We reported on Labor day weekend that health authorities in Michigan were investigating a cluster of E. coli O157:H7 illnesses that appeared to match each other, and were thus thought to have come from the same source.  In fact, Michigan state and local health officials recently announced their conclusion that the three confirmed cases are actually from quite different strains of E. coli O157:H7.  Thus, it appears that there was no single source of infection. 

This is a good example of the utility of microbiology in investigating foodborne disease, and how it relates to the science of epidemiology in tracking outbreaks.  The testing done to distinguish E. coli O157:H7 from its other E. coli counterparts is called serotyping. Pulsed-field gel electrophoresis (“PFGE”), sometimes also referred to as genetic fingerprinting, is used to compare E. coli O157:H7 isolates to determine if the strains are distinguishable. 

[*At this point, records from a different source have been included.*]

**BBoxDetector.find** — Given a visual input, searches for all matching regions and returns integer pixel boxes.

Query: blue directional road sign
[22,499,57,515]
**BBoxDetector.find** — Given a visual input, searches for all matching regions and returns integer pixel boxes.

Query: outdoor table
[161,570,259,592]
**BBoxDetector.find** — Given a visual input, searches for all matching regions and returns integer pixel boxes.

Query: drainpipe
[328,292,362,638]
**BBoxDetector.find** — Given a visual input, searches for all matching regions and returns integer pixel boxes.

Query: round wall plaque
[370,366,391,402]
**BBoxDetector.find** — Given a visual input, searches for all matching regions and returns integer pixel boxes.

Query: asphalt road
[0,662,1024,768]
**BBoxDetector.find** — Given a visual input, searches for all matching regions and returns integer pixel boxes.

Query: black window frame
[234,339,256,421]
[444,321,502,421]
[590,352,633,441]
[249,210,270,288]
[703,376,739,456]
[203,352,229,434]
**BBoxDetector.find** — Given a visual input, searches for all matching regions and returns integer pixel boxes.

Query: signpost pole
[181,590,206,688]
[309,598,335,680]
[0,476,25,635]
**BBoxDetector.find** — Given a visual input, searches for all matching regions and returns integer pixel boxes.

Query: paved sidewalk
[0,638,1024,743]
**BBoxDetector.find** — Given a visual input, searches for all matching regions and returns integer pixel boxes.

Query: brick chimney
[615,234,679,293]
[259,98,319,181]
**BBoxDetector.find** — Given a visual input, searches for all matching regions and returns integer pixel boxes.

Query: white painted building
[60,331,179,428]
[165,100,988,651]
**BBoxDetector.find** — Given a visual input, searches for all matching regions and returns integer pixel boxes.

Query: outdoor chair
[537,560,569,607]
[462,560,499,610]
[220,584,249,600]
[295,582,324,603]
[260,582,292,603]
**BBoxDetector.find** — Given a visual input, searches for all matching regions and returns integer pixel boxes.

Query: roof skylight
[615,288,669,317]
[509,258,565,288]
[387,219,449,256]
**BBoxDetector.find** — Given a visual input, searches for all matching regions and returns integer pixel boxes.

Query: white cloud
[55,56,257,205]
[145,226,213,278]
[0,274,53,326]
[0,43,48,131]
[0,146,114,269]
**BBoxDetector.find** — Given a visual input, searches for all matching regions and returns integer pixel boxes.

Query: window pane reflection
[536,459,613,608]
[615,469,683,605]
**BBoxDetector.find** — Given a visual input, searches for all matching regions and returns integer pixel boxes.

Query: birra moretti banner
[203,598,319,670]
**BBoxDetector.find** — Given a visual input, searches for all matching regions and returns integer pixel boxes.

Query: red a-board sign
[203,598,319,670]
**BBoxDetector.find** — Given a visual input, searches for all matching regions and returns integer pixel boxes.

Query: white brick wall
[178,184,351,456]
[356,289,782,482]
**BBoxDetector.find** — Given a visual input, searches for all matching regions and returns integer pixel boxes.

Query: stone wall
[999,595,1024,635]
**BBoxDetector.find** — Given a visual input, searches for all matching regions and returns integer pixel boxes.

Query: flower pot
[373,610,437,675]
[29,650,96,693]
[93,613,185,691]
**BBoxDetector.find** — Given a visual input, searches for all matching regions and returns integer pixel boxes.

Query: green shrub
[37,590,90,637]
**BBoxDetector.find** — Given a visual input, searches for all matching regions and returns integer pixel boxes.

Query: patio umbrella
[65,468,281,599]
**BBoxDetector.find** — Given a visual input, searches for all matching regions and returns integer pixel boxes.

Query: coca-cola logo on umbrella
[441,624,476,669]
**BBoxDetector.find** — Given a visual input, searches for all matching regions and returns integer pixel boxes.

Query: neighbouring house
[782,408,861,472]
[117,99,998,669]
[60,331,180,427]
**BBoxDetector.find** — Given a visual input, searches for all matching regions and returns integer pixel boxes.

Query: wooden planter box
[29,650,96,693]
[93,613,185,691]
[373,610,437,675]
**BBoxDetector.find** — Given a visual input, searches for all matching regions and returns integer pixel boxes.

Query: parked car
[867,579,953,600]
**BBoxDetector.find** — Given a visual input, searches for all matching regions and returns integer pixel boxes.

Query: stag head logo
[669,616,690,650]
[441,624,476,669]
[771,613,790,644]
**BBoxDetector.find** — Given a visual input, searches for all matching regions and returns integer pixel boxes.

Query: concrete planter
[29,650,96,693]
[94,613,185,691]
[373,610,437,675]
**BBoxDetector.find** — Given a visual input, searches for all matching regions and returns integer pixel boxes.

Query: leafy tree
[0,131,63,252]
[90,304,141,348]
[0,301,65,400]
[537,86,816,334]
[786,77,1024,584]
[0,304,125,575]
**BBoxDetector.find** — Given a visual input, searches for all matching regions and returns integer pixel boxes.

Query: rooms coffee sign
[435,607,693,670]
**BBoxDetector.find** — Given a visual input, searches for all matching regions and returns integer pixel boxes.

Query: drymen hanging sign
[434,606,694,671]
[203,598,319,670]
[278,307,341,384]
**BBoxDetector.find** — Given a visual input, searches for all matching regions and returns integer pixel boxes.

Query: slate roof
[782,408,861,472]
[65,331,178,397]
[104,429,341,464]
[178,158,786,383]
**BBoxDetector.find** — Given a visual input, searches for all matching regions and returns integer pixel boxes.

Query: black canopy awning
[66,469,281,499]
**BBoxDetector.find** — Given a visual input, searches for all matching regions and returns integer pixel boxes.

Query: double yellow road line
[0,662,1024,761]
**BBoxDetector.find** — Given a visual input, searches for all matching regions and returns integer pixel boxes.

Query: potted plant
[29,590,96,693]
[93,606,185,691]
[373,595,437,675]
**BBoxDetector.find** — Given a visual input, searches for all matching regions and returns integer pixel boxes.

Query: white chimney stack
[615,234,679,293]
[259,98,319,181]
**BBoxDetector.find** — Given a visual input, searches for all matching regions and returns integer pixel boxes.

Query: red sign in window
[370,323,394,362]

Through PFGE testing, isolates obtained from the stool cultures of probable outbreak cases can be compared to the genetic fingerprint of the outbreak strain, confirming that the person was in fact part of the outbreak. Because PFGE has proved to be such a powerful outbreak investigation tool, PulseNet, a national database of PFGE test results, was created to enable health investigators to track more-than-baseline occurrences of specific strains of bacteria to determine whether an outbreak is occuring. 

PFGE testing, in combination with other methods of identifying similarities between the genetic profiles of bacterial isolates, must be employed alongside more traditional epidemiological methods.  These would include consideration of food exposures for any matching illnesses, geographical proximity between cases, the time of exposure as it relates to the existence of an implicated food in the marketplace, and other things. 

Good work by state and local Michigan health authorities.  It is just as important to quickly and efficiently determine what illnesses are not related to each other as those that are.